İnsan sevdiği kimsenin şahsiyeti ile bütünleşir. Şahsiyetini en güzel kıvam yükseltmek isteyenin yapması gereken en akıllıca iş, en güzel şahsiyetle muhabbetle bütünleşmektir. Beşeriyetin en güzel şahsiyeti ise Hakk’ın terbiye edip beşeriyete ikram ettiği Allah Resûlü Muhammed Mustafâ (sallallâhu aleyhi ve sellem)’dır.

Muhammed İkbal, şahsiyetini oluşturan en mühim âmili şöyle anlatır:

“Şahsiyetimi oluşturan en mühim âmil, Allah Resûlüne olan hudutsuz muhabbetimdir. O Zat-ı akdese o kadar bağlıyım ki, mânevî varlığımı zehirlemek maksadıyla, canavarlar gibi üzerime saldıran maddeci materyalist cereyanların, yıkıcı doktrinlerin, parlak teklif ve aldatıcı iltifatların önüne, onun sayesinde bir dağ gibi dikildim. Hepsi de yalçın kayalara çarpan dalgalar gibi kırılıp bin parça oldular

Artık bütün insanlığa en gür sesimle haykırarak ilan ederim ki, insanlığın yegâne kurtarıcısı Hazreti Muhammed’e olan mânevî bağlılık, cihanda en büyük bahtiyarlıktır. İç huzuru denilen o büyük saadete ancak onun feyziyle erilir. Bu nimetten mahrum olan gönül, sahraya atılmış bir kuş tüyüne benzer ki, yıkıcı rüzgârların önünde serserice oradan oraya sürüklenmeye mahkûmdur… Çok şükür, Batı medeniyetinin ışığı, benim gözlerimi kamaştıramadı. Çünkü benim gözüm, Medine-i Münevvere’nin sürmesiyle sürmelenmiştir.

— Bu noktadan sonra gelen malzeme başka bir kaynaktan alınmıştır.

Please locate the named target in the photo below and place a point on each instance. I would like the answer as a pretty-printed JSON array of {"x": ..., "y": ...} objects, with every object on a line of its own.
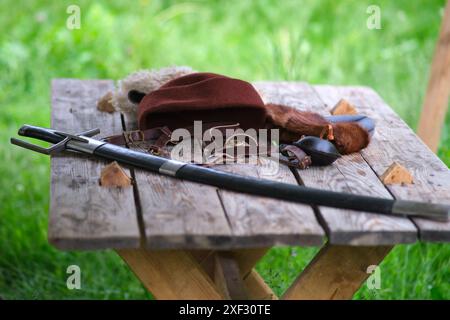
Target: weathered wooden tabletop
[{"x": 165, "y": 213}]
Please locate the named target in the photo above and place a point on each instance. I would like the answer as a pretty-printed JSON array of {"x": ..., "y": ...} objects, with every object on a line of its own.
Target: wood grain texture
[
  {"x": 436, "y": 98},
  {"x": 336, "y": 272},
  {"x": 349, "y": 174},
  {"x": 170, "y": 274},
  {"x": 260, "y": 221},
  {"x": 179, "y": 214},
  {"x": 395, "y": 141},
  {"x": 82, "y": 214}
]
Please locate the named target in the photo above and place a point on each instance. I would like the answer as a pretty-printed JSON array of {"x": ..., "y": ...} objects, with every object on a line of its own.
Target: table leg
[
  {"x": 170, "y": 274},
  {"x": 246, "y": 259},
  {"x": 336, "y": 272},
  {"x": 199, "y": 274}
]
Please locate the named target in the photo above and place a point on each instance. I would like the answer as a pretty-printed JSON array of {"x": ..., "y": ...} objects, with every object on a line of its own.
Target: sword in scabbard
[{"x": 84, "y": 143}]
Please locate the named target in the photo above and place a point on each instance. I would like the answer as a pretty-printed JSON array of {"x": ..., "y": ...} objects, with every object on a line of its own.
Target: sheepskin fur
[
  {"x": 144, "y": 81},
  {"x": 348, "y": 137}
]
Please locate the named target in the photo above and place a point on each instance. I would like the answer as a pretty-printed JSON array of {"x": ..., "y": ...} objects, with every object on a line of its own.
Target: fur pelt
[
  {"x": 293, "y": 124},
  {"x": 144, "y": 81}
]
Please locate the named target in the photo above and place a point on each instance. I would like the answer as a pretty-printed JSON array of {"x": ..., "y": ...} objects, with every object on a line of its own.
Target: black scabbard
[{"x": 238, "y": 183}]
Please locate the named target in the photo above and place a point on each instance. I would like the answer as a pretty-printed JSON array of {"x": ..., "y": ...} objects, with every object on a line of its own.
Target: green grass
[{"x": 316, "y": 41}]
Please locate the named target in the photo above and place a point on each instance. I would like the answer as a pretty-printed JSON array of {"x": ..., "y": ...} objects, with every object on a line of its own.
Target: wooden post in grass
[{"x": 436, "y": 97}]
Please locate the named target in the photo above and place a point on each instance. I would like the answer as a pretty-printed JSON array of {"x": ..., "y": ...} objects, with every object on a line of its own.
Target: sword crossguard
[{"x": 50, "y": 135}]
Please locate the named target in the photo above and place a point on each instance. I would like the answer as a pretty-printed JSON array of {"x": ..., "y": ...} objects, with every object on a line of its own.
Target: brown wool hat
[{"x": 202, "y": 96}]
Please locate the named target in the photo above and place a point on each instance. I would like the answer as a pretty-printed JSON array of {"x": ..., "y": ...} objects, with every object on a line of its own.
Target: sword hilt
[{"x": 58, "y": 138}]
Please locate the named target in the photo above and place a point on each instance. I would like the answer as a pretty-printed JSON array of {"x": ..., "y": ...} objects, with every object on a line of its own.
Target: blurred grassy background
[{"x": 316, "y": 41}]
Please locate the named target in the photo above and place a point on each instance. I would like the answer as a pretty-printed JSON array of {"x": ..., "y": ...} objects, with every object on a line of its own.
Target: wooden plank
[
  {"x": 349, "y": 174},
  {"x": 436, "y": 98},
  {"x": 336, "y": 272},
  {"x": 170, "y": 274},
  {"x": 82, "y": 214},
  {"x": 259, "y": 221},
  {"x": 179, "y": 214},
  {"x": 395, "y": 141}
]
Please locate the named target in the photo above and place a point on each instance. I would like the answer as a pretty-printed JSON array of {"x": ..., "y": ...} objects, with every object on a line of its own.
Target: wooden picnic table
[{"x": 189, "y": 241}]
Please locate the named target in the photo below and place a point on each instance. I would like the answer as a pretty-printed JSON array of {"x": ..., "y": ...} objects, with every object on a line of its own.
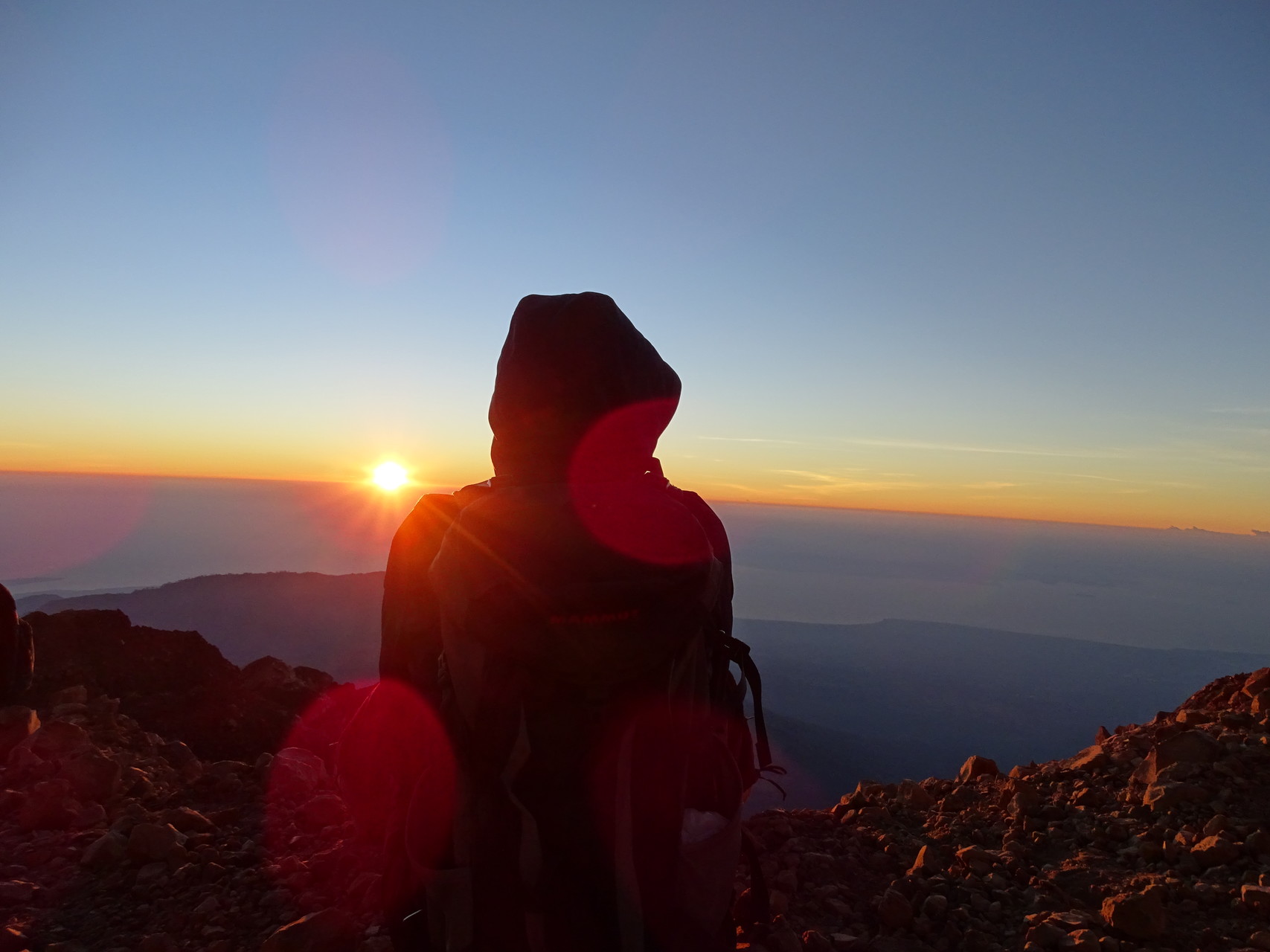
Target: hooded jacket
[
  {"x": 580, "y": 393},
  {"x": 569, "y": 362}
]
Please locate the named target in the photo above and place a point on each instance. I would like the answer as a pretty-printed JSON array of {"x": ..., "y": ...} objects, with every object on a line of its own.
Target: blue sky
[{"x": 987, "y": 258}]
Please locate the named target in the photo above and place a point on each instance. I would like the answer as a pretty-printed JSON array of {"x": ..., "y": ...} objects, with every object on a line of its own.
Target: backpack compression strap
[{"x": 738, "y": 652}]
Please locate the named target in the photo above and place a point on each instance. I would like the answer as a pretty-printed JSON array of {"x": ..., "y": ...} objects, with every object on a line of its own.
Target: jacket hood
[{"x": 572, "y": 362}]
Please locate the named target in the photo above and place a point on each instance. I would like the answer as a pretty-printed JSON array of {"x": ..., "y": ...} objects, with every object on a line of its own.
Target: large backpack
[
  {"x": 17, "y": 653},
  {"x": 600, "y": 733}
]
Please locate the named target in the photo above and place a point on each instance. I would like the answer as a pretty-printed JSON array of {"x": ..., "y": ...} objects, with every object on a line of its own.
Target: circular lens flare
[{"x": 390, "y": 476}]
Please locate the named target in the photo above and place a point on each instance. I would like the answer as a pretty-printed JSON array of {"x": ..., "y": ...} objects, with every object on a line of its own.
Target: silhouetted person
[
  {"x": 571, "y": 620},
  {"x": 17, "y": 652}
]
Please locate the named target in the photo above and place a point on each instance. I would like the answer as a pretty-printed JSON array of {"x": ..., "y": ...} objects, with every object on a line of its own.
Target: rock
[
  {"x": 208, "y": 907},
  {"x": 16, "y": 892},
  {"x": 182, "y": 758},
  {"x": 894, "y": 910},
  {"x": 1255, "y": 896},
  {"x": 48, "y": 808},
  {"x": 1169, "y": 794},
  {"x": 1190, "y": 747},
  {"x": 1047, "y": 936},
  {"x": 783, "y": 939},
  {"x": 977, "y": 765},
  {"x": 1214, "y": 851},
  {"x": 104, "y": 853},
  {"x": 328, "y": 930},
  {"x": 1257, "y": 842},
  {"x": 935, "y": 907},
  {"x": 1140, "y": 916},
  {"x": 158, "y": 942},
  {"x": 92, "y": 776},
  {"x": 1257, "y": 682},
  {"x": 187, "y": 820},
  {"x": 77, "y": 695},
  {"x": 295, "y": 772},
  {"x": 927, "y": 861},
  {"x": 914, "y": 796},
  {"x": 150, "y": 843},
  {"x": 324, "y": 810},
  {"x": 17, "y": 724},
  {"x": 1092, "y": 758}
]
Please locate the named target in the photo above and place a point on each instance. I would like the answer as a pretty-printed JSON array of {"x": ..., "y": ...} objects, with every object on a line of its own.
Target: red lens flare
[
  {"x": 632, "y": 517},
  {"x": 361, "y": 800}
]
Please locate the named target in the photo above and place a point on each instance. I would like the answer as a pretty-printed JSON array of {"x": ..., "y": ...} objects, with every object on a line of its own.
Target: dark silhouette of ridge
[{"x": 330, "y": 623}]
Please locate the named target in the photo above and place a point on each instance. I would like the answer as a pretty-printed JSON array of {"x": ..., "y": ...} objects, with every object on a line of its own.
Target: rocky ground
[
  {"x": 120, "y": 833},
  {"x": 1153, "y": 838}
]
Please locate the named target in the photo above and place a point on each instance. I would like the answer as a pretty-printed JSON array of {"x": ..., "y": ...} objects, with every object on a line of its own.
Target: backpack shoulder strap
[{"x": 409, "y": 644}]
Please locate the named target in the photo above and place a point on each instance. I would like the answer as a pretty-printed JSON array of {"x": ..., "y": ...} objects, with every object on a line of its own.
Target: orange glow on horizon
[{"x": 390, "y": 476}]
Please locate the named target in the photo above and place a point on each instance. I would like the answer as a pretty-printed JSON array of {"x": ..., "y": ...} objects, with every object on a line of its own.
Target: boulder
[
  {"x": 1255, "y": 896},
  {"x": 17, "y": 724},
  {"x": 92, "y": 776},
  {"x": 48, "y": 806},
  {"x": 977, "y": 765},
  {"x": 104, "y": 853},
  {"x": 894, "y": 910},
  {"x": 324, "y": 810},
  {"x": 151, "y": 843},
  {"x": 1214, "y": 851},
  {"x": 1140, "y": 916},
  {"x": 1169, "y": 794},
  {"x": 1257, "y": 682},
  {"x": 295, "y": 772},
  {"x": 328, "y": 930},
  {"x": 927, "y": 861},
  {"x": 1194, "y": 747},
  {"x": 1091, "y": 758}
]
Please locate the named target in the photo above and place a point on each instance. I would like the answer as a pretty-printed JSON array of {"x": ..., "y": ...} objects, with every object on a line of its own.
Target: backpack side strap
[{"x": 738, "y": 652}]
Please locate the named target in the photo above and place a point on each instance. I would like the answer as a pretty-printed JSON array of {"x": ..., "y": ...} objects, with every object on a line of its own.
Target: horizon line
[{"x": 442, "y": 488}]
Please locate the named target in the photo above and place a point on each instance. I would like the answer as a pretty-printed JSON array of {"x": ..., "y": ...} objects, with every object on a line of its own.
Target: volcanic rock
[
  {"x": 977, "y": 765},
  {"x": 328, "y": 930}
]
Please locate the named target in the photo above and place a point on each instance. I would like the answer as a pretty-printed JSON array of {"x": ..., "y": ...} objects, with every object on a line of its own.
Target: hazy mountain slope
[
  {"x": 943, "y": 689},
  {"x": 884, "y": 701},
  {"x": 324, "y": 621}
]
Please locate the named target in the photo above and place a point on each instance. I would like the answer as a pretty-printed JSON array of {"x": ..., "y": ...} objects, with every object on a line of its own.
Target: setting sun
[{"x": 390, "y": 476}]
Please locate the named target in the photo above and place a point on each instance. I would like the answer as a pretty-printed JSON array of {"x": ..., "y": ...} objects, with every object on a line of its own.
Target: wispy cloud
[
  {"x": 826, "y": 481},
  {"x": 751, "y": 440},
  {"x": 1004, "y": 451}
]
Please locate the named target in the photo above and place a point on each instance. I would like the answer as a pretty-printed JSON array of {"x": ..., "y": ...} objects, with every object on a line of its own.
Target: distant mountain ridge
[
  {"x": 882, "y": 701},
  {"x": 330, "y": 623}
]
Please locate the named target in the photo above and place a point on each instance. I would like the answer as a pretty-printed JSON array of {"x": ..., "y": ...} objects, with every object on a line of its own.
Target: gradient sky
[{"x": 1005, "y": 260}]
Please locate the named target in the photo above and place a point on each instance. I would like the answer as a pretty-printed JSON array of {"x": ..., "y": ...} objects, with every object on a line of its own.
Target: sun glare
[{"x": 390, "y": 476}]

Evet, ben Avrupa’da yıllarca tahsil gördüm. Uzun müddet o fırının içinde kaldım. Fakat çıkarken, Hazreti İbrahim’in Nemrud’un ateşinden çıktığı gibi tertemiz çıktım. Bütün çevrelerim, gül gülistan oldu. Zamanın firavunları beni adım adım takip ediyorlar, fakat benim elimde Hazreti Musa’nın asası vardır.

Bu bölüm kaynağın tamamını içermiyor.